1. Go handmade. Listen, you don’t have to be Martha Stewart. In fact, for these three ideas, you probably only have to be moderately conscious to achieve a pretty impressive result.

2. I’m cheesy, sappy, et al…therefore, I love receiving the little coupon books that offer stuff like free babysitting, a homecooked meal, cleaning the bathroom (the bane of my existence!), and so on.

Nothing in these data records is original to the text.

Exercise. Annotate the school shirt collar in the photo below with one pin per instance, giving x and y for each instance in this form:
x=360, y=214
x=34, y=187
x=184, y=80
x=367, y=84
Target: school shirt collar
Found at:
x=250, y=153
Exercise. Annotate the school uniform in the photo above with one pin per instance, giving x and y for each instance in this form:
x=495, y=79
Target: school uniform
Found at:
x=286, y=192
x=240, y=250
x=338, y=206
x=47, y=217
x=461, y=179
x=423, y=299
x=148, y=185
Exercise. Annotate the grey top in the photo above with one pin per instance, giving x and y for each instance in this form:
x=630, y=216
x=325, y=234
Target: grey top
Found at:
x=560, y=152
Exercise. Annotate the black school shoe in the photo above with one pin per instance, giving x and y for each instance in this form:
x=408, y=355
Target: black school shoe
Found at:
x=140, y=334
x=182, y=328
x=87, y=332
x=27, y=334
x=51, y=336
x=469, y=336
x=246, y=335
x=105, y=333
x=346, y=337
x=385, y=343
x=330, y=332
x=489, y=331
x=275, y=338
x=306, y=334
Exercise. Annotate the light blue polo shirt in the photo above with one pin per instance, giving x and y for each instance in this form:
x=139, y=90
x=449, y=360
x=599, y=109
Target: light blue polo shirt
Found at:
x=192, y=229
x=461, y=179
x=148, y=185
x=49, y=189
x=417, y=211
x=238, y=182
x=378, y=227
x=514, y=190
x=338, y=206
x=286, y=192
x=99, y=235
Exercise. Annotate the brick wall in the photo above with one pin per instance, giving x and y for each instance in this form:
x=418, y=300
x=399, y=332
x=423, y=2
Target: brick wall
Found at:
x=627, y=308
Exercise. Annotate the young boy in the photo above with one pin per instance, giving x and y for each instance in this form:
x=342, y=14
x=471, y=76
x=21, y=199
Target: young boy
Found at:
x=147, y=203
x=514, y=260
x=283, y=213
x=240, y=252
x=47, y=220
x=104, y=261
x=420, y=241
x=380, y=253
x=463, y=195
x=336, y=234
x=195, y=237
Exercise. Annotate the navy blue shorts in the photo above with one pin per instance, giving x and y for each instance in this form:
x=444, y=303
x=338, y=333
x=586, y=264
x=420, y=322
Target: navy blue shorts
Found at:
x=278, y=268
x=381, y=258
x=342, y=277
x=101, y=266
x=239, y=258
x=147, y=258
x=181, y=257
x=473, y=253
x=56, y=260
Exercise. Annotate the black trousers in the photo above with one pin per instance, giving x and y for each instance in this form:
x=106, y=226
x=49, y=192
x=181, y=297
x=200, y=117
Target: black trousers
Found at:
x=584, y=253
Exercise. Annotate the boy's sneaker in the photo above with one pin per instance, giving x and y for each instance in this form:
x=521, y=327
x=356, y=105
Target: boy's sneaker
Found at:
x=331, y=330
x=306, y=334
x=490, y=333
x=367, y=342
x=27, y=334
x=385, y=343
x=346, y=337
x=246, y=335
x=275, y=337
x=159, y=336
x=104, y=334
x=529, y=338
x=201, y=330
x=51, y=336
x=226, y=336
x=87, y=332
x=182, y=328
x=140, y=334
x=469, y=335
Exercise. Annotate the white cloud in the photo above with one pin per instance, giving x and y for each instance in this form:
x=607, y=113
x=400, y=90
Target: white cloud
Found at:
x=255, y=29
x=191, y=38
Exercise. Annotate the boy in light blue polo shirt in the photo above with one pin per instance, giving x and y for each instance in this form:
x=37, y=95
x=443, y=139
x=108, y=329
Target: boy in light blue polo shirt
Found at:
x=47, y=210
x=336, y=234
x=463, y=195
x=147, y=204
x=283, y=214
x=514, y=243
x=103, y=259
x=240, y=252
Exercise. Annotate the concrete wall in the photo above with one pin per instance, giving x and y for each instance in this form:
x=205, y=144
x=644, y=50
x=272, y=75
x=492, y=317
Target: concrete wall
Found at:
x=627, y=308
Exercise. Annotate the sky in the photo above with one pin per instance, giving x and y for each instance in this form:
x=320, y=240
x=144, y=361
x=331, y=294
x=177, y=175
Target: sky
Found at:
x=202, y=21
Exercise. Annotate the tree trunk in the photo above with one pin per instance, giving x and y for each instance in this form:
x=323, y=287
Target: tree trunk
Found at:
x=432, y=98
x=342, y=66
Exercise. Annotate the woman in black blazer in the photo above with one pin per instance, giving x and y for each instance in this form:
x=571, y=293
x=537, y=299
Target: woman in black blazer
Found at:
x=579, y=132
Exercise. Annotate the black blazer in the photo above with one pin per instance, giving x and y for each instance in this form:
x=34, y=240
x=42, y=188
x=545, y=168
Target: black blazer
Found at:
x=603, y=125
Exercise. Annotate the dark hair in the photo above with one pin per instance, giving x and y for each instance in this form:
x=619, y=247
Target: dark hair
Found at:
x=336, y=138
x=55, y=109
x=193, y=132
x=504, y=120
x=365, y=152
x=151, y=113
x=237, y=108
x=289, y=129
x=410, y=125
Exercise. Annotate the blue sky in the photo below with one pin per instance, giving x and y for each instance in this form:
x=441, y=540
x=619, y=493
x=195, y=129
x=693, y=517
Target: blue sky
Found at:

3. Give experiences rather than material items. This report aired on NPR in 2009, which explained a scientific study that discovered people get more enjoyment out of fun experiences than they do out of receiving gifts. A person’s enjoyment of, say, an iPod will diminish over time. But if you can give someone a good experience (a nice dinner, tickets to a play, a gift certificate for a manicure), their enjoyment of that experience actually increases in their memory. The material item may break or get boring or become outdated; but the memory of that fun experience really does – is scientifically proven to – get better with each retelling. The implications here are rather compelling.

For what it’s worth, my husband and I have given homemade hot chocolate mix to our friends and family the last few years, to rave reviews. And we are starting a new tradition this year of spending a good portion of our Christmas money on taking a family trip. This year we will spend a couple of days in the lodge of Mt. Magazine State Park, and I have got to say, I am looking forward to that weekend so much – probably more than anything else that is on this month's calendar.

Spend less, friends. It's not about the money. People don't need money. We actually only need a very few basic things. Food, shelter, clothing...and love. So give something that really matters this holiday season. Give of yourself.